Joel wrote a nice piece on why usability and featuritis are often at odds. Here are a couple excerpts:
"Featuritis sells products, but choices reduce usability. The really great designs are the ones that appear to eliminate a choice. You know you're doing your job as a designer when you figure out a way to take a complicated feature and make it simpler."

"It usually takes a lot more code to make a simpler interface."


But then I noticed an older post from Joel about Bloatware:
"Remember, kids, the trouble with the "everyone only uses 20% of the features" myth is that everybody uses a slightly different 20%"

"No matter how much it bothers you neat freaks, the market always votes for bloatware."
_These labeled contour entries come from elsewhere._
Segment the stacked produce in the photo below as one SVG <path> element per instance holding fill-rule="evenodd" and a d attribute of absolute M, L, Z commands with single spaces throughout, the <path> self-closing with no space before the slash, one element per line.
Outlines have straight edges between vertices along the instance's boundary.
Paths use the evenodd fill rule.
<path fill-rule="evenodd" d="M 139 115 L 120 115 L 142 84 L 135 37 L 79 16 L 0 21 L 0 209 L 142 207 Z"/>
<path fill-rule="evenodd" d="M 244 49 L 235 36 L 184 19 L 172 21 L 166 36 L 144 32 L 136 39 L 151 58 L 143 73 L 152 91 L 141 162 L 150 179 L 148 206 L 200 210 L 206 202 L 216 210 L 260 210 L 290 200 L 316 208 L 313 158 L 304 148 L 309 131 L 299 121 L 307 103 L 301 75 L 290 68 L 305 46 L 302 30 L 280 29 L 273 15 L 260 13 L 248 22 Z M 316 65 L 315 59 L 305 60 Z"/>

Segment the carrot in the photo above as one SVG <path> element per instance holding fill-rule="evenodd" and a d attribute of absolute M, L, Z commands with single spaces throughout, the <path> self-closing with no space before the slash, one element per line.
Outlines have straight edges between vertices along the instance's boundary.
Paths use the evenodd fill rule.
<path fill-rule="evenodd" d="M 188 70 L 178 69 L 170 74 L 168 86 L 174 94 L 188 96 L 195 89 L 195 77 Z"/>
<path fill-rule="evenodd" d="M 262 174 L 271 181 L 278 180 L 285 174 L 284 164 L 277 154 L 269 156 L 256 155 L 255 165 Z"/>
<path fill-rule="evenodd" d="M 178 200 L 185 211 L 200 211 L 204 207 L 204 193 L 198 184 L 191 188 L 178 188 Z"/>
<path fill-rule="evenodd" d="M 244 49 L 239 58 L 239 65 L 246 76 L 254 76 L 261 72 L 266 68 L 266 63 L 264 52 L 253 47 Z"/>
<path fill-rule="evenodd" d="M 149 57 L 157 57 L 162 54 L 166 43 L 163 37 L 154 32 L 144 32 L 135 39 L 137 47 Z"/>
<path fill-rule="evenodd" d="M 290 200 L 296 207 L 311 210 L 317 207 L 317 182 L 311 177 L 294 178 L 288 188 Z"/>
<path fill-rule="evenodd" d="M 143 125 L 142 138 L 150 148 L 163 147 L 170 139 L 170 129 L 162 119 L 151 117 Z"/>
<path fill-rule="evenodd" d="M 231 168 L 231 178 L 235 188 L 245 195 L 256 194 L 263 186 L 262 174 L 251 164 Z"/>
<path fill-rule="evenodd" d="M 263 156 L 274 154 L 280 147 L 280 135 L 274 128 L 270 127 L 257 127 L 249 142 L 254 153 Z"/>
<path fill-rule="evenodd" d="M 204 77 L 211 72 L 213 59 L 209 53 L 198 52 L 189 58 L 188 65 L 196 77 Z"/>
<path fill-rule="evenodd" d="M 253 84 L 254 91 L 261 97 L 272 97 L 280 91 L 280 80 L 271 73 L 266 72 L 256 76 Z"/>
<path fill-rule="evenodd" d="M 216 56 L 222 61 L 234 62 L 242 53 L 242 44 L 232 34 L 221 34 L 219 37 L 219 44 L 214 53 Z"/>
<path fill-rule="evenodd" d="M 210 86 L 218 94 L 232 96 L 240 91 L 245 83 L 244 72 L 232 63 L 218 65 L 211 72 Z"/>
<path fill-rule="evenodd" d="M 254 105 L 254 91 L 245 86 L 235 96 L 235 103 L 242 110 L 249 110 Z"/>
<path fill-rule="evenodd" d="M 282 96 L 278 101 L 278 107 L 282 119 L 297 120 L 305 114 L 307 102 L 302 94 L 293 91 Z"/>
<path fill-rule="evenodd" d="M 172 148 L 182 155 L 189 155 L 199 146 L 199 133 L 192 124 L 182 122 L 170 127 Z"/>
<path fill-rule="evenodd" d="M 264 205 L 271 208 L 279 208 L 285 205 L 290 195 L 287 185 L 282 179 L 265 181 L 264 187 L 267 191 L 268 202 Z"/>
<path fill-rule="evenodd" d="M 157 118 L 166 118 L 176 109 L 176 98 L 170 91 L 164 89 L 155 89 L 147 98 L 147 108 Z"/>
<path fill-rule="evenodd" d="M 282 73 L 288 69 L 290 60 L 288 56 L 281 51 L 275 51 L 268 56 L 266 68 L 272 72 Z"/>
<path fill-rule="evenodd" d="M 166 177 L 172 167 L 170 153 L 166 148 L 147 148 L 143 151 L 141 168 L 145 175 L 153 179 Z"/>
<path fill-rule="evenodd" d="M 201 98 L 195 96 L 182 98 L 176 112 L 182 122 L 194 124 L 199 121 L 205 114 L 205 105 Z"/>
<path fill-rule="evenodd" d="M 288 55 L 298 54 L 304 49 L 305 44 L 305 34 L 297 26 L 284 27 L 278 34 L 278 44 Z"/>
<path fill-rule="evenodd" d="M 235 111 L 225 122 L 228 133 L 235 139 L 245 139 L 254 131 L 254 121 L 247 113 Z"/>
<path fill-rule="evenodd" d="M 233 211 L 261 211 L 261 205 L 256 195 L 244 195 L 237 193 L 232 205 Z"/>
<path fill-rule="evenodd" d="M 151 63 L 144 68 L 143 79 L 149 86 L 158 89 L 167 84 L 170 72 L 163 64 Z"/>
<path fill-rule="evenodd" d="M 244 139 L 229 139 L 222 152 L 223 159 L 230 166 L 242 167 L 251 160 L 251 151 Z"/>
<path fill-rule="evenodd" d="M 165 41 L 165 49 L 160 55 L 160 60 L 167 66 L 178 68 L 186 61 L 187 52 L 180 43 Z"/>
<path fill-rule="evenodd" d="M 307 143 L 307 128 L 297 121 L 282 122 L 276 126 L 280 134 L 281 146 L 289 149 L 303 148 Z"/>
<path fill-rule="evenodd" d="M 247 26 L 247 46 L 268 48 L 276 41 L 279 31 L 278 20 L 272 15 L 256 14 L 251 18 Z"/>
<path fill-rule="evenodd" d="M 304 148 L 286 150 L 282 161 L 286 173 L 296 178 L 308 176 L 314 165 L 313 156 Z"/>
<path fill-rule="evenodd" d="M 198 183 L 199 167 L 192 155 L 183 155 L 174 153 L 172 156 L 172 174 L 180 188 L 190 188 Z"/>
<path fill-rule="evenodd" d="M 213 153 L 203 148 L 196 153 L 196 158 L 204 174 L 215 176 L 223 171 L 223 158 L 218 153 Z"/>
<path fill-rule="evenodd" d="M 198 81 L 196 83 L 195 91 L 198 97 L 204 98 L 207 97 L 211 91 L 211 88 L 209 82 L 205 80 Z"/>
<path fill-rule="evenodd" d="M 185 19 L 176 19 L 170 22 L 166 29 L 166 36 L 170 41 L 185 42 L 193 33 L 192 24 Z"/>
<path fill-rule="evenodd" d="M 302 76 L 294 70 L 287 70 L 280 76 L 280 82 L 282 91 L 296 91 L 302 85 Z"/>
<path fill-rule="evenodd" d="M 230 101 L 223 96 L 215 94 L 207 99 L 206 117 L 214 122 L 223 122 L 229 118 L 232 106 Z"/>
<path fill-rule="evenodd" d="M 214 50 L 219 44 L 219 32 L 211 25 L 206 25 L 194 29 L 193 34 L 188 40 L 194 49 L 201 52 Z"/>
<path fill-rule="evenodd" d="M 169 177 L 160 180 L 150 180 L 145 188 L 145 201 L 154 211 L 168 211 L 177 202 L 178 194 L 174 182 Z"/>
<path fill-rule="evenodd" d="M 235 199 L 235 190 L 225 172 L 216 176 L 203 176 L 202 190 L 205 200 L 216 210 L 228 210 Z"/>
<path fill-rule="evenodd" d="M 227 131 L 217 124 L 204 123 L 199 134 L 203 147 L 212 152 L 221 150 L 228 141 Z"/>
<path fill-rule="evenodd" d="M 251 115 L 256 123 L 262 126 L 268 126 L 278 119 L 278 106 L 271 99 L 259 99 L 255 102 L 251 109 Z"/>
I think Joel's right on both points --- and it creates a paradox. What is better: do right by your users by keeping your product simple, or do right by your company by helping them win market share, adding features? The obvious and tricky answer is that you have to find a balance. If the feature you add is actually used by 20% of your users, that might be good enough to justify putting it in your product. Sometimes it may only be used by 1% of your users, and used rarely, but it may still be worth adding. Need an example? How about Disk Defragmenter in Windows? Few people actually know what it does, but it can be very important to getting a system working better. Of course Joel's second post make me think that things like defragmentation should just be handled automatically, behind the scenes, so that's a bad example. A better example might be a system administration feature for an ecommerce system like IBM WebSphere. Something like a system rollback option that restores a system to a prior state might be used rarely, and by relatively few people, but it adds a lot of value when it is needed. And, if no other competitor has that feature, it now becomes a wedge that marketing can use to create distance between your product and the competition.

It then becomes our jobs as designers to figure out how to add new features without overloading new users with too much complexity or confusing existing users by moving legacy features around. That's why we get paid the big bucks. :-) ...and that's why we have our methods toolbox full of things we can use to deal with that challenge.